For many people, the single exchange they have with their insurer is when they pay a renewal on their insurance policy every year. Alarmed by a lack of engagement, the Financial Conduct Authority (FCA) introduced new regulations with hopes of reinvigorating the renewals process for insured customers.

Since April, insurers have included details of the previous year’s premium price in their renewals notices, indicating how much their policy has increased by, and encouraging customers to shop around for a better deal on their insurance.  

As well as reminding consumers about price alterations, insurers remind them to check if their cover is appropriate for their needs and that they are able, if they so wish, to compare the prices and levels of cover offered by alternative providers. Furthermore, customers who have renewed with the same insurer for more than four years receive a notification on their renewal notice informing them they could save money if they changed providers.  

The FCA also issued more general guidance on improving renewal practices and encouraged all insurance firms to consider this advice alongside the formal regulation changes. The guidance includes informative notes on appropriate language to be used in renewals notices (which does not discourage the customer from reviewing their policy), changes to policy terms and conditions and how to clearly communicate them to the consumer and making clear to customers the actions they should take if they do not wish to continue with their policy.  

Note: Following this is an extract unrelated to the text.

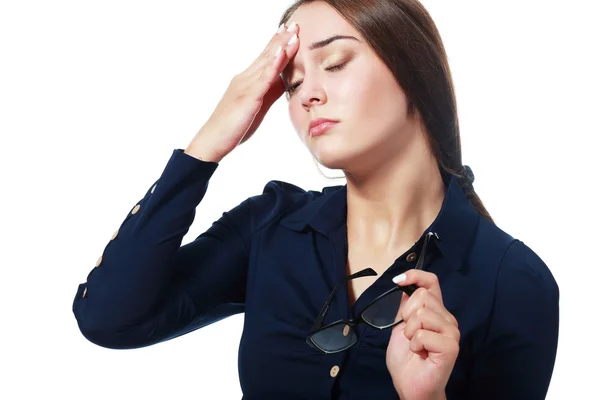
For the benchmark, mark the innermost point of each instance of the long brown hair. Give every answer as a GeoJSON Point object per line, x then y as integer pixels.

Despite some well-reported failures to fully meet the new regulations on time, the changes are now embedded into standard renewal processes. For some customers it will validate that they are receiving a fair deal from their existing provider, others will feel vindicated in continuing the more-and-more common practice of shopping around whilst it may be a catalyst for a first foray into the wider market in decades for certain Policyholders. Conversely, some might feel being told to shop around is stating the obvious, after all, major price comparison sites spend millions per year on their multi-channel campaigns to remind us that shopping around is best.

For insurers and brokers it has brought even more into focus renewal rate shock and the resultant impact on customer behaviour and potentially adverse effects on life-time value models.

Whatever the customer actions at renewal, the changes can certainly be seen as a step in the right direction in respect of providing clarity. Ultimately, alerting customers to price changes on an annual basis delivers a line of transparency that hasn’t always been commonplace in general insurance.